Kuster on late tax payments: 'Life is expensive and it caught up to us'
U.S. Rep. Annie Kuster's return to New Hampshire for the first time since media reports surfaced last week that she was late in making six consecutive property tax payments, totaling nearly $40,000, touched off more Republican criticism Monday.
All of the payments were eventually made. The final payment on her home in Hopkinton and two overdue payments on a home in Jackson that Kuster rents out did not come until media reported on the delinquencies, however.
Republicans for the past week have slammed Democrat Kuster, who has reported having assets worth about $2 million.
Kuster released a short statement a week ago apologizing for the delay and promising that "all future tax payments will be delivered promptly."
Republicans have demanded that Kuster go further and explain why she missed the payments.
She told WMUR television on Monday that she had no excuse and again apologized and took respoinsibility.
"The reality is we have two kids. Life is expensive and it caught up to us," she said.
New Hampshire Democratic Party Chairman Raymond Buckley on Monday virtually announced on his Twitter account that Kuster visited the party office in Concord.
"LOL! I tell staff to dress up 'cause you never know who will stop by. Today I'm wearing jeans because of snowfall. @repkuster just walked in," Buckley wrote on Twitter.
But Kuster did not return to the state Monday, despite reports to the contrary. She had been in the state at least since Sunday.
She was at Southern New Hampshire University on Sunday at the send-off for the deployment to Afghanistan of the New Hampshire Army National guard, 237th Military Police Company. Also attending were Gov. Maggie Hassan and other members of the state's congressional delegation.
State Republican Party spokesman Meg Stone responded said after Kuster's television interview that Kuster left questions unanswered.
"Once again, Congresswoman Kuster failed to be upfront with her constituents and offer a plausible explanation for her long history of late tax payments," Stone said. "She refused to explain why, despite a net worth of nearly $2 million, ownership of two vacation homes, a lucrative corporate lobbying career, and investments in over 20 mutual funds, she wasn't paying her fair share in taxes. And she didn't explain why despite having the resources needed to immediately settle her tax obligations, she decided to make the payments only after the media caught her red-handed."
The National Republican Congressional Committee released a new web video criticizing what it called Kuster's "reckless financial behavior."
The video shows a clip of Kuster saying, "Congress is living by their own set of rules," and then contends, "But after just one month, she fits right in."
"Kuster's financial mess and disappointing response have left New Hampshire families questioning her leadership," said NRCC spokesman Ian Prior "It is preposterous that Kuster calls for higher taxes at every opportunity, yet fails to pay her own when they are due."
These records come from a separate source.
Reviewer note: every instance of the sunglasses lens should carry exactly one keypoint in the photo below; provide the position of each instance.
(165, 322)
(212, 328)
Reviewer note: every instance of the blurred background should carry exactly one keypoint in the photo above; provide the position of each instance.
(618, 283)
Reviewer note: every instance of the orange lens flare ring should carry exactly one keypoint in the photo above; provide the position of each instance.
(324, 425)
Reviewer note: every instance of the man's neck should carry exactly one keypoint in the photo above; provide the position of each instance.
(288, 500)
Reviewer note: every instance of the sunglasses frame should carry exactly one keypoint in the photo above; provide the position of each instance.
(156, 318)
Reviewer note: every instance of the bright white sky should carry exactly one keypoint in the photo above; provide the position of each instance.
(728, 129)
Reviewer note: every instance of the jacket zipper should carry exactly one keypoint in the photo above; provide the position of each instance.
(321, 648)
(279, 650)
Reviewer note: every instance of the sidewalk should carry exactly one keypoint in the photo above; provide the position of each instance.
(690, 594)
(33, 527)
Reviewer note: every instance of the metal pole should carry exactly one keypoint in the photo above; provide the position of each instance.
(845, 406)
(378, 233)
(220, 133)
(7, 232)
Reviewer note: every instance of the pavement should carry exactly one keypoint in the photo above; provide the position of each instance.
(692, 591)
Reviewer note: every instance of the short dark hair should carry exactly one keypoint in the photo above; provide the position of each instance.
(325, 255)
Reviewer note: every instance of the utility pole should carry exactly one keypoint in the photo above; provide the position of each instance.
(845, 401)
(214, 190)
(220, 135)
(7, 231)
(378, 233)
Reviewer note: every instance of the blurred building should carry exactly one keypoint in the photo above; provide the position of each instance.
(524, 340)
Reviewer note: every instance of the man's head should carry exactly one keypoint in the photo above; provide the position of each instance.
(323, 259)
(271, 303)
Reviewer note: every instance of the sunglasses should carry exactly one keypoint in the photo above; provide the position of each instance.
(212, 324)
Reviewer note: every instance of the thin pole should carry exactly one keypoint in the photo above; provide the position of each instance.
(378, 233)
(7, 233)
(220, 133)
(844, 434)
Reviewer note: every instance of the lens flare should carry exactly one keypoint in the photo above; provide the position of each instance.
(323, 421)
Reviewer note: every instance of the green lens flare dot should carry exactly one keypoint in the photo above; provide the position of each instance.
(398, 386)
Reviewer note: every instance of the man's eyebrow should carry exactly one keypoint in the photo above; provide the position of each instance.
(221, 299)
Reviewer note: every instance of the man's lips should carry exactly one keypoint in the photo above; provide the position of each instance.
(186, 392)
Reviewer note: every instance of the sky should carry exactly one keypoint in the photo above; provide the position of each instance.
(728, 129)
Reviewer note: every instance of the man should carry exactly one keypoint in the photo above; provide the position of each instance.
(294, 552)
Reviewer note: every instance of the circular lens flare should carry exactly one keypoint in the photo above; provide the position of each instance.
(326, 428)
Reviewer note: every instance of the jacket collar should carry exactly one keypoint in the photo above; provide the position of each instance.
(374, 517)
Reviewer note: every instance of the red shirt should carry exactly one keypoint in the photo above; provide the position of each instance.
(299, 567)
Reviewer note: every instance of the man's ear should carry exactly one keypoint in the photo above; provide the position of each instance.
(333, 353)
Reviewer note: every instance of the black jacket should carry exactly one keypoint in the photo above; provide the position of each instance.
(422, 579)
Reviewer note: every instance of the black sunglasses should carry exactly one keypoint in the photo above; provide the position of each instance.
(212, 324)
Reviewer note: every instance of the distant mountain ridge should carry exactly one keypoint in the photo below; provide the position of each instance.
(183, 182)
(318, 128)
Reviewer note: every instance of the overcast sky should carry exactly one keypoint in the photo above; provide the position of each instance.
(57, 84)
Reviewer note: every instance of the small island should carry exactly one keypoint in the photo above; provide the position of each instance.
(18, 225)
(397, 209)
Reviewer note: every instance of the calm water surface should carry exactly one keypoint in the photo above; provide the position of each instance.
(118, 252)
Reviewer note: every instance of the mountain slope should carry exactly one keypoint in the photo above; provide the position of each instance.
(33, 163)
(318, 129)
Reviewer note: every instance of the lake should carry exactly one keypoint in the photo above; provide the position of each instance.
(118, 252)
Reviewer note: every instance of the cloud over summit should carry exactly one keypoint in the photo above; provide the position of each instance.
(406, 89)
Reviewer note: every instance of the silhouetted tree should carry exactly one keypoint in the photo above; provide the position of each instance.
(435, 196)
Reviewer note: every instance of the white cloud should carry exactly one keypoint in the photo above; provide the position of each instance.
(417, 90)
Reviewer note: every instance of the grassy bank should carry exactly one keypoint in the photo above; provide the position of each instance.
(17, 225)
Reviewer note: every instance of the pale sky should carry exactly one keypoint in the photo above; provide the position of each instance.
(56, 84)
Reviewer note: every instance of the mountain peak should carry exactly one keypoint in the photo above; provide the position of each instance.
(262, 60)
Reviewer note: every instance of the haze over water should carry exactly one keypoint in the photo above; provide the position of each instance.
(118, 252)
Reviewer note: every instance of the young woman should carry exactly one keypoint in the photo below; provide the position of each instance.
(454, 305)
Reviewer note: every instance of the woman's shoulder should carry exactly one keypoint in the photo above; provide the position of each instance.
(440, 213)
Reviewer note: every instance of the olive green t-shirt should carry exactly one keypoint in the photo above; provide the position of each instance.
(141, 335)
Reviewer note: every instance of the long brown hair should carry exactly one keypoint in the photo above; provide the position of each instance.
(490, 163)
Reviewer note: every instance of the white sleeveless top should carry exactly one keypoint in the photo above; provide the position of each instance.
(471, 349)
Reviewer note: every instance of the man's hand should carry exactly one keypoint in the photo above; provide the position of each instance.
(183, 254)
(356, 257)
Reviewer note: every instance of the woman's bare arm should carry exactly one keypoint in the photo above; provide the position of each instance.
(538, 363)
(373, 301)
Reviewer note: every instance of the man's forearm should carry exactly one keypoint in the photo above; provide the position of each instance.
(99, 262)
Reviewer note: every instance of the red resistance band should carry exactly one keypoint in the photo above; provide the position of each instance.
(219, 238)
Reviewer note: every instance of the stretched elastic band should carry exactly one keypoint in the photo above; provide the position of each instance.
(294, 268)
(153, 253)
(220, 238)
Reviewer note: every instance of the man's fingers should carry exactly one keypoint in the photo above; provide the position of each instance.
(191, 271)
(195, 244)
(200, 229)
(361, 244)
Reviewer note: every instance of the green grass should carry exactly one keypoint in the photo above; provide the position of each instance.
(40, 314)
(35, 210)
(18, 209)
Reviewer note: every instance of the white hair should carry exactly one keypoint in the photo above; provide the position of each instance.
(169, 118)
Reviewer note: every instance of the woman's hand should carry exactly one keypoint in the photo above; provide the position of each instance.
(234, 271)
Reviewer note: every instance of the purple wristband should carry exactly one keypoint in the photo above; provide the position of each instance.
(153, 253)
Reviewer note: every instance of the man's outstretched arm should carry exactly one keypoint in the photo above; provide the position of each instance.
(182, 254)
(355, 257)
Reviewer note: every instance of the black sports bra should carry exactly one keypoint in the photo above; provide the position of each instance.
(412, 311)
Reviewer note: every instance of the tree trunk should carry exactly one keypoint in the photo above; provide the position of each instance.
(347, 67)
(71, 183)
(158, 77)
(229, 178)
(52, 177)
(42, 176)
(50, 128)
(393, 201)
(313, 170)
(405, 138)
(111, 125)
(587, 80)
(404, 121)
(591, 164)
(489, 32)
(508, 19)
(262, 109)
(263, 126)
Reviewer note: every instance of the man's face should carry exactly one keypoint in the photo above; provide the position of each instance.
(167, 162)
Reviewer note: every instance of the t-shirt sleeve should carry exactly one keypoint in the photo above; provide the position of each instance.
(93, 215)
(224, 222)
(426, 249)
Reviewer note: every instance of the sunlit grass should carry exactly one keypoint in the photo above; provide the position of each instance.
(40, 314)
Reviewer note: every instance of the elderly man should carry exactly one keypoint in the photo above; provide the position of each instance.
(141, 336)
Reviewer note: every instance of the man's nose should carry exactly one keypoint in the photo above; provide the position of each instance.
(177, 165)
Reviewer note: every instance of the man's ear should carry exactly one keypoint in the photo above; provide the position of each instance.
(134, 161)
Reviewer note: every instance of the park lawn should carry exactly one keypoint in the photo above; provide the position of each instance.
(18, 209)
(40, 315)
Kuster's office did not respond to requests for comment on the NHGOP statement and the NRCC web video.
But NHDP Chair Buckley said: "I continue to find it unbelievable that the same party that just elected as Chair a person with a lien of over 90K for years of back taxes continue to keep unpaid taxes in the news. When Congresswoman Kuster became aware of her small back tax bill, she immediately paid it.in full. When Chairwoman Horn's tax woes were revealed, she called it part of 'personal attacks on my family.'
"From Chairwoman Horn's tax lien; to former Congressman Frank Guinta's mystery bank account, I would say thay Republican should worry about getting their own personal financial houaes in order before spending anymore time thinking about anyone else," Buckley said.